Source: src/agent/tool-adapter.ts

The tool adapter bridges CamelAGI’s ToolDef format (which uses Zod schemas) to both the Claude Agent SDK and OpenAI function-calling formats.

Claude SDK Adapter (adaptToolDef)

export function adaptToolDef(def: ToolDef) {
  return tool(
    def.name,
    def.description,
    def.schema.shape,
    async (args) => {
      const result = await def.execute(args as Record<string, unknown>);
      return { content: [{ type: "text" as const, text: result }] };
    },
  );
}
  • Schema conversion: The Zod schema’s .shape property is passed directly to the SDK’s tool(). The SDK accepts Zod shapes natively.
  • Result wrapping: The execute function returns a plain string. The adapter wraps it in the SDK’s expected format: { content: [{ type: "text", text: result }] }.

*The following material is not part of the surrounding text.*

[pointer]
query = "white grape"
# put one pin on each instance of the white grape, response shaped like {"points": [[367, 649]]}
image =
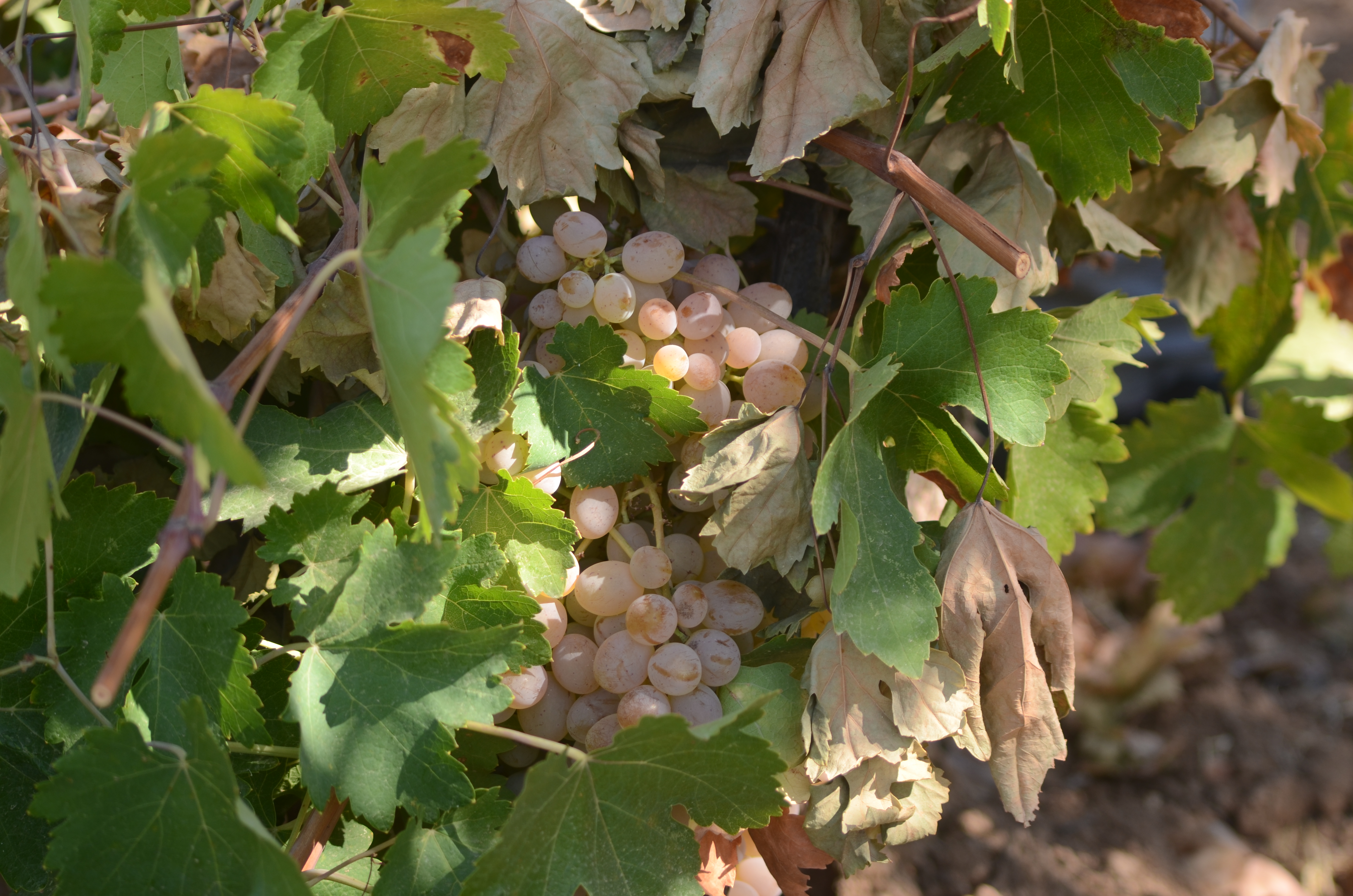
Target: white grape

OpenAI Adapter (adaptToolDefToOpenAI)

export function adaptToolDefToOpenAI(def: ToolDef): OpenAITool {
  const jsonSchema = def.schema.toJSONSchema();  // Zod 4 native
  delete jsonSchema.$schema;  // OpenAI doesn't want the $schema key
  return {
    type: "function",
    function: { name: def.name, description: def.description, parameters: jsonSchema },
  };
}
  • Schema conversion: Uses Zod 4’s built-in .toJSONSchema() method for reliable conversion to JSON Schema. The $schema meta-key is stripped since OpenAI’s API rejects it.
  • Output format: Returns OpenAI’s ChatCompletionTool shape with type: "function" and function.parameters containing the JSON schema.
  • Used by: The OpenAI-compatible agent path (agent-openai.ts) to register custom tools for function-calling.

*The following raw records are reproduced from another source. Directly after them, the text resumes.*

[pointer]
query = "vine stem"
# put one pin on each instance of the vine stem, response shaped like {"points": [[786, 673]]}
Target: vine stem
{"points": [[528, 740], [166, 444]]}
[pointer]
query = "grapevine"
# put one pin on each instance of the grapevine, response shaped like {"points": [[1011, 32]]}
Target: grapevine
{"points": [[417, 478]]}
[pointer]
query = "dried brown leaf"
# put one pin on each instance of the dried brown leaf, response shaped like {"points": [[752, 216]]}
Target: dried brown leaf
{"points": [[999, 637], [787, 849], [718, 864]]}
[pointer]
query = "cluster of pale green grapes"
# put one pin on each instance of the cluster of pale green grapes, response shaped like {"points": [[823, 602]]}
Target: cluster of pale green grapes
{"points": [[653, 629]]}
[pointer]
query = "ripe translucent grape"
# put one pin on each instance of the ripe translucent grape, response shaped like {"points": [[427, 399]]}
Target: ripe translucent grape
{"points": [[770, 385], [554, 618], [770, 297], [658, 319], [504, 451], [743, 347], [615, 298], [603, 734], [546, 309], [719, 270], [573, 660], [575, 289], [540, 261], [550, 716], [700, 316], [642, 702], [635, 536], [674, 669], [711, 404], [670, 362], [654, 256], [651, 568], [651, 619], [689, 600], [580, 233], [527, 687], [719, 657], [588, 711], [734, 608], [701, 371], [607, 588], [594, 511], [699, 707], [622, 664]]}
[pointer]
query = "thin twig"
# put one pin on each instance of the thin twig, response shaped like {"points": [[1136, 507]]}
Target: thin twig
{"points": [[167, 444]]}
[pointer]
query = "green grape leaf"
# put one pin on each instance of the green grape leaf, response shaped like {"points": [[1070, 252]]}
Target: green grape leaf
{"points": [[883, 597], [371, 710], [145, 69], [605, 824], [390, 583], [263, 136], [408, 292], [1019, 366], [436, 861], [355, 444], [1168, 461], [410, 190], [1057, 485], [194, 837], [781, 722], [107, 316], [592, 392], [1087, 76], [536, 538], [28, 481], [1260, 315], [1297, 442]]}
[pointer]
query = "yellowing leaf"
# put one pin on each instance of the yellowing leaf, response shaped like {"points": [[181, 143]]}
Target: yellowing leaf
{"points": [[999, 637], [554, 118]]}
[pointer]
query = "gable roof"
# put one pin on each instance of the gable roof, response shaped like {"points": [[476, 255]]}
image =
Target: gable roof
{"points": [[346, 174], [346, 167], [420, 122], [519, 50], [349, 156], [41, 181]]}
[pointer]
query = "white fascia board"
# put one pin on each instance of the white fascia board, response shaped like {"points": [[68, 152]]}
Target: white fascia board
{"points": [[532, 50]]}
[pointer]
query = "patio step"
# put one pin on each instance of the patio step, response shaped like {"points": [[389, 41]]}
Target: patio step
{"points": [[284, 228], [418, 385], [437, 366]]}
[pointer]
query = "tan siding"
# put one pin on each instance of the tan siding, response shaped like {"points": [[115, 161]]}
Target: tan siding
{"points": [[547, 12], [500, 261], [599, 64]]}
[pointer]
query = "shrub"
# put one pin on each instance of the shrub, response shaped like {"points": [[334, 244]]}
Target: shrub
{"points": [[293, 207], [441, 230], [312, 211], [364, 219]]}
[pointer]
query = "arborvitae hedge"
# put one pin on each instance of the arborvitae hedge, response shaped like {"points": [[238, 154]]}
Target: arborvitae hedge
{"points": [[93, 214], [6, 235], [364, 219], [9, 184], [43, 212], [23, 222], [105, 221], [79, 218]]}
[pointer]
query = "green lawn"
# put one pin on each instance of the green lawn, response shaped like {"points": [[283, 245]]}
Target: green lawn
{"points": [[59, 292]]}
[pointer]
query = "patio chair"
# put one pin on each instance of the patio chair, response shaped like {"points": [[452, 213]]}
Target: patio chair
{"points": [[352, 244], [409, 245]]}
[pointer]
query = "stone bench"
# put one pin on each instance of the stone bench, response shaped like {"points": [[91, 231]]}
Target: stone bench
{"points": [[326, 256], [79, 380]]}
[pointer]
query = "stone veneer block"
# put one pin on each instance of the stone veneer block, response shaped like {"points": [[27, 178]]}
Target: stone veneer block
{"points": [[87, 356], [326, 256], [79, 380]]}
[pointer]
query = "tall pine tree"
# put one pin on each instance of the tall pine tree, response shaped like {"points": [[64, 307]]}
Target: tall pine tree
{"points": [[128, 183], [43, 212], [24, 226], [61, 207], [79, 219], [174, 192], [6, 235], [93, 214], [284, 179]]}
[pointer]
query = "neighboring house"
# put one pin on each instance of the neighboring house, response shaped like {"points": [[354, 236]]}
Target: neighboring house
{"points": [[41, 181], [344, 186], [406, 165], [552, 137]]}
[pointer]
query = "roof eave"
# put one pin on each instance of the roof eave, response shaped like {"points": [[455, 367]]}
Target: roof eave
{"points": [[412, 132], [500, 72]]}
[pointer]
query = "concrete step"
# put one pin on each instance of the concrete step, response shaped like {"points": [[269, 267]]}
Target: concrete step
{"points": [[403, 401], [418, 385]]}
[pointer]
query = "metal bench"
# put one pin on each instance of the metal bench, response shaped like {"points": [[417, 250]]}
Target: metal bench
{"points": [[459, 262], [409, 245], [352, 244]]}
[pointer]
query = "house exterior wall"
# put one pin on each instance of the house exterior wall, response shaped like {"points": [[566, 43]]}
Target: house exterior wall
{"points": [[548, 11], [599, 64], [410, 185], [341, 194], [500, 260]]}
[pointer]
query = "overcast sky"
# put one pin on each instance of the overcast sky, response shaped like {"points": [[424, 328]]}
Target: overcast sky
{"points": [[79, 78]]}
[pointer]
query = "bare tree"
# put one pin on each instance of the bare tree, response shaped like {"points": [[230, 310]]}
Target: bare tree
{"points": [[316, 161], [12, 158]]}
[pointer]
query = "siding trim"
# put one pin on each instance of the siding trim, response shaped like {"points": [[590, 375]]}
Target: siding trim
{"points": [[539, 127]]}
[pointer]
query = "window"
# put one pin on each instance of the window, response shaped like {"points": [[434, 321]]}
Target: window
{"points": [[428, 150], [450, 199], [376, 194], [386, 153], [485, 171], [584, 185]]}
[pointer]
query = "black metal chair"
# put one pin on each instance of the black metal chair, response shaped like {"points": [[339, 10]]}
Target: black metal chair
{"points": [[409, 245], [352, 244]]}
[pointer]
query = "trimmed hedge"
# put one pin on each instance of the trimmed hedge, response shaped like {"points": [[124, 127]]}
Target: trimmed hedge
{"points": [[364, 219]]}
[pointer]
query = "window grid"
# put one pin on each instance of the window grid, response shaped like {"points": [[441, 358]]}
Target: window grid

Both adapters eliminate per-tool boilerplate. Adding a new custom tool requires only creating a ToolDef object — the adapters handle format conversion automatically.


How Tools Are Registered in the Agent

The registration flow in src/agent/agent-sdk.ts:

  1. Collect custom tool definitions (getToolDefs):

    function getToolDefs(agentId?: string): ToolDef[] {
      const memRoot = agentMemoryDir(agentId);
      const scopedMemory = agentId
        ? createScopedMemoryTools(memRoot)
        : { search: memorySearchTool, get: memoryGetTool };
      return [scopedMemory.search, scopedMemory.get, patchTool, cronTool];
    }
    

    Memory tools are scoped per agent; patch and cron tools are shared.

  2. Create MCP server (createCamelAGIMcpServer):

    function createCamelAGIMcpServer(agentId?: string) {
      const defs = getToolDefs(agentId);
      return createSdkMcpServer({
        name: "camelagi",
        tools: defs.map(adaptToolDef),
      });
    }
    

    Each ToolDef is adapted via adaptToolDef and served through an MCP server named "camelagi".

  3. Pass to SDK query:

    query({
      prompt: userMessage,
      options: {
        allowedTools: [...BUILTIN_TOOLS],          // SDK built-in tools
        mcpServers: { camelagi: mcpServer },       // Custom tools via MCP
        ...(disallowedTools && { disallowedTools }),// Denied tools
        // ...
      },
    });
    
  4. Hook integration: Pre-tool and post-tool hooks are registered via hooks.PreToolUse and hooks.PostToolUse with a ".*" matcher, so they fire for every tool call (both built-in and custom). These hooks handle:

    • Lifecycle hook scripts (~/.camelagi/hooks/)
    • Approval checks (smart/always mode)
    • Event emission for TUI and gateway consumers
    • Logging tool calls and results to stderr (in CLI mode)

OpenAI-Compatible Path

The OpenAI path in src/agent/agent-openai.ts registers tools differently:

  1. Collect custom tool definitions: Same getToolDefs() function returns [memorySearchTool, memoryGetTool, patchTool, cronTool].
  2. Convert to OpenAI format: Each ToolDef is converted via adaptToolDefToOpenAI() to the { type: "function", function: { name, description, parameters } } format.
  3. Pass to API call: Tools are included in client.chat.completions.create({ tools, ... }).
  4. Tool loop: When the model returns tool_calls, each is executed through the same ToolDef.execute() function with pre/post hooks, and results are appended as tool role messages. The loop continues until no more tool calls or maxTurns is reached.

Adding New Tools

Adding a new custom tool requires only:

  1. Creating a ToolDef object in src/tools/.
  2. Adding it to the array returned by getToolDefs().

No other wiring is needed – both the SDK (adapter, MCP server, hooks) and OpenAI (adapter, tool loop, hooks) paths handle the rest automatically.